I GREW UP IN a house of cards. As a child, I lay in bed fighting slumber to the sounds of aunts and uncles giggling and hooting with my parents around a table of clinking coppers and tea cups: the shrieks and shuffles that made their muffled way into my bedroom were intimations of an alien, adult world. These games were for grown-ups only, games in name but much more complicated than chasing or 40-40. That their card playing could keep them awake so late and generate such conviviality was something I found hard to fathom. There were only so many rounds of “crazy eights” that I could imagine playing.
But I did understand that there was something magical in these decks of coal black and blood red, the mysterious spades and menacing clubs, the shape-shifting aces, lonely jacks and haughty royals with beards twirled and heads veiled. It felt like I always knew how to play cards, though it took years before I could shuffle like my dad, whose ease with the rap, tack and slide of rearranging cards inspired me to hours of practised imitation.
My card sharkery back then plateaued at seven-card rummy. Snap was banned because its aggressive hand slappery always ended in the predicted tears. I played with my older sister, and she beat me every time at everything except Beggar My Neighbour, the only game with an outcome solely dependent on the luck of the draw. But these games never kept us up at night, not even when we spread all the cards face down across the patterned carpet and tried to turn them over in pairs. Cards were stubborn, distracting and sometimes entertaining, but never laugh-out-loud fun.
Yet while Ludo gave way to Cluedo and Monopoly was trumped by Game of Life as we grew up, cards remained a constant, and made an appearance at every family holiday. They were less an evening’s entertainment than a chance to release our familial neuroses and frustration in a controlled environment. A score-keeping nine-card rummy became the default, and my parents exhibited such different approaches to the game it became a wonder they had ever bound their lives together.
My mother is a player who gets her kicks from keeping the game going as long as possible (an approach also notable in her insistent “open-up- the-board” policy regarding Scrabble). My father plays to win and catch the rest of us out, a strategy that could draw steam from my mother’s ears and put her in a steady blue funk from which she would only emerge if said strategy backfired and he lost.
When aunts and uncles came round for poker, her umbrage would quickly extend to anyone who tried to buy the pot or who failed to temper their desire to win with due consideration for the other players.

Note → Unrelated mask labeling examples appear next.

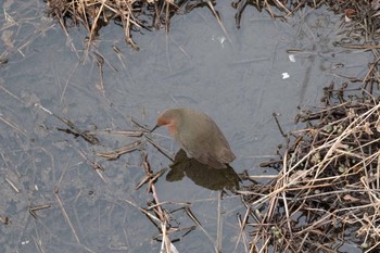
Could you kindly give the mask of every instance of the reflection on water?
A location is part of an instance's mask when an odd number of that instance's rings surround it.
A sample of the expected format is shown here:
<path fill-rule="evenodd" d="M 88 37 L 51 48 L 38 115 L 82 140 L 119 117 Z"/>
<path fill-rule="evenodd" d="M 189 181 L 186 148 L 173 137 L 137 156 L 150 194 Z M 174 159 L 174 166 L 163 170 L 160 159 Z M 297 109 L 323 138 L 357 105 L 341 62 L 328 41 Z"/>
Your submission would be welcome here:
<path fill-rule="evenodd" d="M 231 166 L 221 169 L 211 168 L 194 159 L 189 159 L 182 149 L 176 154 L 170 168 L 166 176 L 167 181 L 178 181 L 187 176 L 195 185 L 210 190 L 239 188 L 240 178 Z"/>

She held a special place in her heart for my father’s Aunty Síle, who would unintentionally reveal her hand within the first five minutes, and then make all efforts to ensure my father won, given that it seemed so important to him.
As I grew up and out of home, the cards came with me. There was always a pack kept somewhere near my passport, and various paramours would be put through their paces over hands dealt in airports, on trains, by pools and on beaches. Cards were weighed down with rocks and rained on, but the game always continued. Somebody always won and somebody had to lose.
The whirr of shuffling cards, so long part of my life’s soundtrack, was joined by the chink of chips when I finally stepped into the grown-up world of poker. The secret language, the careful rituals, the chance and bluff and check and bet: poker was a game where lies could win and losses spread out beyond the table top, and as such it was an insight into a very adult world.
It was also a game where women weren’t always welcome. If I had a chip for every time someone has organised a poker game in my very presence, only to exclude me because of my gender, I’d be lighting my cigars with fifties by now. “But this is a serious game,” I would be told. “We play for money.” Really? Poker for money? Oh in that case, I’ll stick with the sewing circle. Grrrr.
It’s one thing if the card game is just the bluff for an evening of male-only company, but it’s a whole other deal when the men in question are making an assumption that women don’t, or worse, can’t play. Often, the only way to call their bluff is to see their poker circle and raise them one of your own. That way you don’t even have to play their game.
Last Sunday, my husband and I were at my parents’ house for dinner. Once dessert was cleared, out came the deck for a game of 110. My mother, a woman who wears her heart on her sleeve and her hand all over her face, was gleefully in the lead for much of the game, until my dad, like an agent provocateur planted in an anarchist cell, mobilised the rest of us to take her down. The kettle went on, the stakes were raised, my mother kept adding rules she’d forgot to mention at the outset, and there were giggles and hoots as we all conspired to beat her at her own game.
“Wasn’t that great fun,” she beamed around the table, as my head-shaking father tried in vain to point out to his wife she had ended with the lowest score.
I grew up in a house of cards. Which I sometimes suspect is the very reason it’s still standing.